4. Therapeutic Implications of Fibroblast Heterogeneity
4.1. Targeting Pro-Fibrotic Fibroblast Subpopulations
As already mentioned above, the growing understanding of fibroblast heterogeneity in the heart has prompted a paradigm shift in the potential treatment of cardiac fibrosis: from non-specific suppression of ECM deposition, to the possible targeted modulation of distinct fibroblast subtypes. Among the most well-characterized pro-fibrotic populations are activated myofibroblasts, which express α-SMA, periostin, and CTGF. These cells, derived largely from resident fibroblasts or perivascular cells upon stress or injury, are the major contributors to maladaptive ECM deposition and consequent tissue stiffening.

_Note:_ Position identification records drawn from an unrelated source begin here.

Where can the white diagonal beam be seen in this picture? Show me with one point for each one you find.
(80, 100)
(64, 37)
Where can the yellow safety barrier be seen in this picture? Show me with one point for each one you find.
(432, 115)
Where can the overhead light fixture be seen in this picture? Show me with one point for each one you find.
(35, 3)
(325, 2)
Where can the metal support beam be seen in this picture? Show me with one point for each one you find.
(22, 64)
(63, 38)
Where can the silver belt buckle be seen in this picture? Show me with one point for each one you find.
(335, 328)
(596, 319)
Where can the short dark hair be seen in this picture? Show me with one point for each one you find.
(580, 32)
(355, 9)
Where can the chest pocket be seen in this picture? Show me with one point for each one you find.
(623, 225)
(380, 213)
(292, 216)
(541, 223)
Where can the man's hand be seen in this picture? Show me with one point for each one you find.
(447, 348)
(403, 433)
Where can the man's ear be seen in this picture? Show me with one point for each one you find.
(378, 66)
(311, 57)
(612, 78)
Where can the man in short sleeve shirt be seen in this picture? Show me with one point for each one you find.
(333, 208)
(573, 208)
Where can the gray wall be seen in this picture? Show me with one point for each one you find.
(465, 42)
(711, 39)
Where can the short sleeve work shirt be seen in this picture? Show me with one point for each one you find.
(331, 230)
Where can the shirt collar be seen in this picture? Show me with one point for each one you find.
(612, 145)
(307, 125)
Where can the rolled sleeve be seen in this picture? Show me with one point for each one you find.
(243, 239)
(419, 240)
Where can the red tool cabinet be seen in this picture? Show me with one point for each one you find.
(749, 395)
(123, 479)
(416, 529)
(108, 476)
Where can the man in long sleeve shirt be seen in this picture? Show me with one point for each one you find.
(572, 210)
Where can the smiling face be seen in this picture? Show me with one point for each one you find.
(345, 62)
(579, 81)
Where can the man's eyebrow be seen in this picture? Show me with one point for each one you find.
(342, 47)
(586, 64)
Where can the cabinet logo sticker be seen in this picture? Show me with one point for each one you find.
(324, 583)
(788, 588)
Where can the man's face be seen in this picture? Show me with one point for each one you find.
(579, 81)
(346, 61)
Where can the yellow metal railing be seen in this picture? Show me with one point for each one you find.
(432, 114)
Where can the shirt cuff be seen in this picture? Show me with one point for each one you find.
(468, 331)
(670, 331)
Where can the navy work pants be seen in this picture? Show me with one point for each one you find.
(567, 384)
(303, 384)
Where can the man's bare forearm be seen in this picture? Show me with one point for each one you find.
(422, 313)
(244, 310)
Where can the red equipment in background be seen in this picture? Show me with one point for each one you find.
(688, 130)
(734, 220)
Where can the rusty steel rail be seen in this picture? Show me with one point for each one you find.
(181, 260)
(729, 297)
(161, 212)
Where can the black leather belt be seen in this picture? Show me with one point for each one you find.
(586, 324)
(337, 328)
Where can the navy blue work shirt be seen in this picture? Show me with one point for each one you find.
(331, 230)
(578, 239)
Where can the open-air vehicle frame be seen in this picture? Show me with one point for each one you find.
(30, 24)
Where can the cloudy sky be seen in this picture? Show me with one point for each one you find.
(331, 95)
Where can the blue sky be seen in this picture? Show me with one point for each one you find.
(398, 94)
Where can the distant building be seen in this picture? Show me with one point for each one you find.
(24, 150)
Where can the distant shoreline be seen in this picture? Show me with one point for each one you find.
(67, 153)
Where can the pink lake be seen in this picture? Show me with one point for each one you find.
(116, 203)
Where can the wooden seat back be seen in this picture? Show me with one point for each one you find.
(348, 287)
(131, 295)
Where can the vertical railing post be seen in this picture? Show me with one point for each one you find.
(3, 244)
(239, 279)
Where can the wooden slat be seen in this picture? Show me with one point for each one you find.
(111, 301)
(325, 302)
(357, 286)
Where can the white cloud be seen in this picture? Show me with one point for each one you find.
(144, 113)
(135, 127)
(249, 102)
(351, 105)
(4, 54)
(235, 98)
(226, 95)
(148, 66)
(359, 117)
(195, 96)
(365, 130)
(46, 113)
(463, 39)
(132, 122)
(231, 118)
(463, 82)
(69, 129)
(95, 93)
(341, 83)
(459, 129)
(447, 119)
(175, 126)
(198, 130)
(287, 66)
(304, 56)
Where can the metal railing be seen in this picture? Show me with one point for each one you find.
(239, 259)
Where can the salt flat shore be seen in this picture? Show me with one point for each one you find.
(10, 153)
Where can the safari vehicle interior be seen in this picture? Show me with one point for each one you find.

Several therapeutic strategies have emerged to specifically target myofibroblasts. One approach exploits the unique gene expression profiles of these cells. For instance, Postn-driven Cre lines have been used in mouse models to ablate activated fibroblasts selectively, or even deliver toxic genes to fibrogenic subsets [56]. Antibody-mediated neutralization of periostin has also been shown to reduce fibrosis and improve cardiac function post-myocardial infarction in rodents [57].
Cell surface markers like PDGFRα, CD90 (Thy1), CD248 (endosialin), and integrin α11β1 are differentially expressed among fibroblast subpopulations, and have been employed for tentative targeted delivery of drugs, nanoparticles, or cytotoxic agents [58,59]. Indeed, anti-CD248 monoclonal antibodies had been explored against fibrotic cancer stroma and are now under evaluation in fibrotic heart tissue.
So called “direct reprogramming” strategies are also under development to convert pro-fibrotic fibroblasts into less harmful or reparative cell types. Introduction of cardiac transcription factors such as GATA4, MEF2C, and TBX5, or microRNAs like miR-1, miR-133a, and miR-208a into cardiac fibroblasts has been shown to induce trans-differentiation into cardiomyocyte-like cells in mouse models, reducing fibrosis and preserving cardiac function [60]. While this approach is still experimental and faces challenges in delivery and efficiency, it holds enormous potential for a combined approach of anti-fibrotic and regenerative medicine.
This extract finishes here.